Submission Script Basics
What is a submission script
A submission script describes the resources you need the resource manager (SLURM) to allocate to your job. It also contains the commands needed to execute the application(s) you wish to run, including any set-up the application(s) may require.
The script needs to be created using a Linux text editor such as nano or vi - we recommend creating and editing submission scripts on the cluster rather than editing them on a Windows machine, as this can cause problems.
Simple submission script example
In this example we are going to create a submission script to run a test application on the cluster.
Note
If you are not familiar with typing commands into a Linux shell (or terminal window) we suggest you follow an online Linux tutorial such as the Linux tutorial at Ryans Tutorials
To begin with we change directory to your $DATA area and make a new directory named example to work in:
cd $DATA
mkdir example
cd example
The next step is to create the submission script to describe your job to SLURM.
First we use the nano editor to create the file:
nano submit.sh
This command will start the Linux nano editor. You can use nano to add the following lines:
#! /bin/bash
#SBATCH --nodes=2
#SBATCH --ntasks-per-node=4
#SBATCH --time=00:10:00
#SBATCH --partition=devel
module load mpitest
mpirun mpihello
Note
Ensure the #! /bin/bash line is the first line of the script and the #SBATCH lines start at the beginning of the line.
To exit nano hold CTRL-X then answer Y to the question Save Modified buffer? then hit enter when asked File Name to Write: submit.sh
The anatomy of the script
The first line #! /bin/bash tells Linux that this file is a script which can be run by the BASH shell interpreter.
The following #SBATCH lines request specific cluster resources:
--nodes=2 requests two ARC nodes
--ntasks-per-node=4 requests 4 cores per node (a total of 8)

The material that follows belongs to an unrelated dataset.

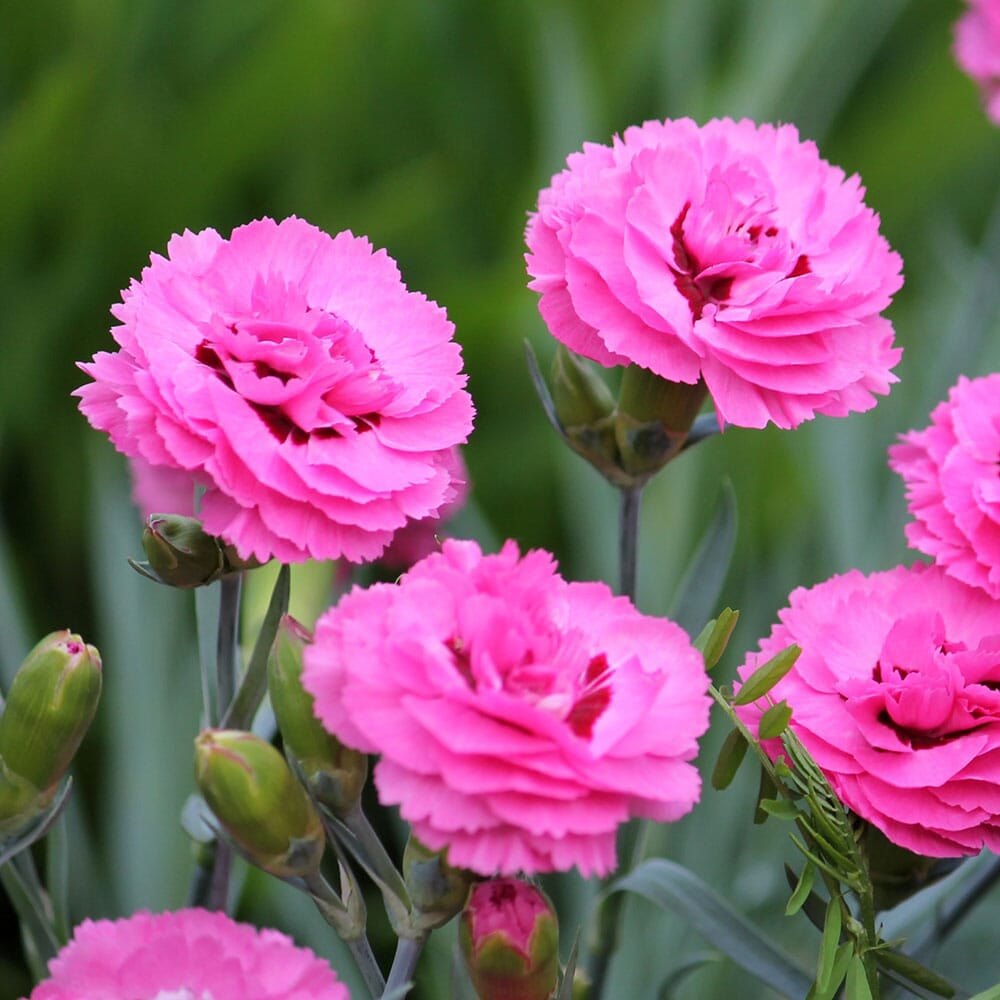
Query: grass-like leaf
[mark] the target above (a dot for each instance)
(764, 678)
(731, 755)
(674, 888)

--time=00:10:00 requests a run time of 10 minutes (the maximum for the devel partition)
--partition=devel requests that this job runs on the devel partition, which is reserved for testing
module load mpihello The module load command is used to make an application environment available to use in your job, in this case the mpitest application.
mpirun mpihello This line runs the mpihello command using the special mpirun wrapper.
Note
MPI is required for multi-process operation across nodes, and may not be appropriate for all applications.
Submitting the job
Now that you have a submission script, you can submit it to the SLURM resource manager. To do this type the following at the command line:
sbatch submit.sh
SLURM will respond with:
sbatch: CPU resource required, checking settings/requirements...

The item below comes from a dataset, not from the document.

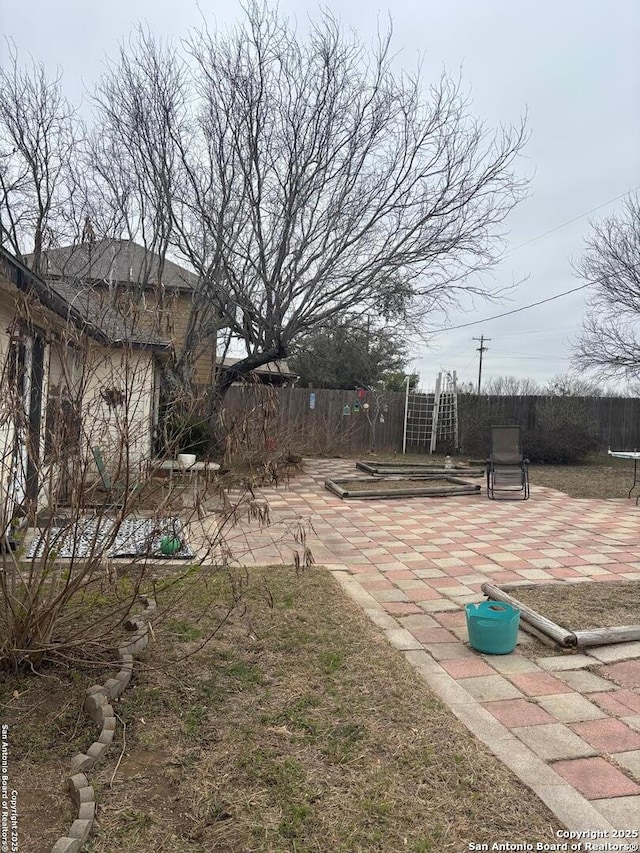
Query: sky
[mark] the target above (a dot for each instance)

Submitted batch job nnnnnnn
Where nnnnnnn is your job ID number.
This job should run very quickly, but you may be able to find it in the job queue by typing:
squeue -u $USER
If it is running, you will see something like:
JOBID PARTITION NAME USER ST TIME NODES NODELIST(REASON)
nnnnnnn devel submit.s ouit0554 R 0:07 2 arc-c[302-303]
If the job is waiting to run (because another user is using the devel nodes) you will see:
JOBID PARTITION NAME USER ST TIME NODES NODELIST(REASON)
nnnnnnn devel submit.s ouit0554 PD 0:00 2 (None)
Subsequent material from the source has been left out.